Day and Night have been complementing each other since our species exists, however, with the invention of artificial light this correlation lost its convergence, as darkness remains just a rare phenomenon in our modern life. Through my project I attempt to depict this state of perpetual exposure to light, where night becomes just an extension of the day.
As powerful, earth shaping forces have been relatively steady from the previous ice age, human societies were able to flourish, and culture was born due to the mild climate. Remnants of these forces, volcanos and glaciers serve as relics of a previous hostile age. These natural monuments have turned into tourist attractions and nature reserves visited and admired by people. However, tourists are not just passive spectators of these sceneries, but they also actively transform them (humans have equally become able to shape earth). My project focuses on these landscapes which represent the connection between culture (which made humans powerful enough to manipulate the environment) and our planet. As the slightest change in these forces can have devastating consequences for humanity my work highlights the exposure of our culture to natural forces.

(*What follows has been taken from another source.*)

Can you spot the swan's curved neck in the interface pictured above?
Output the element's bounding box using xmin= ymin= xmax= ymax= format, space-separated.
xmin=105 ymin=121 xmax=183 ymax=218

In response to the damaged flora and fauna, the concept of ecological restoration has become a necessity in the recent decades. The intention of these projects is to restore disturbed or damaged natural habitats to their original states. Despite their unquestionable successes, they point out important underlying tendencies in the attitudes of humans seeking to dominate nature. These recreated ecosystems are arguably artificial because of the human involvement in their creation, as some environmental philosophers suggest (Eric Katz; Robert Elliot). Accordingly, reconstructed landscapes can be interpreted as the continuation of humans’ endeavour to alter the environment.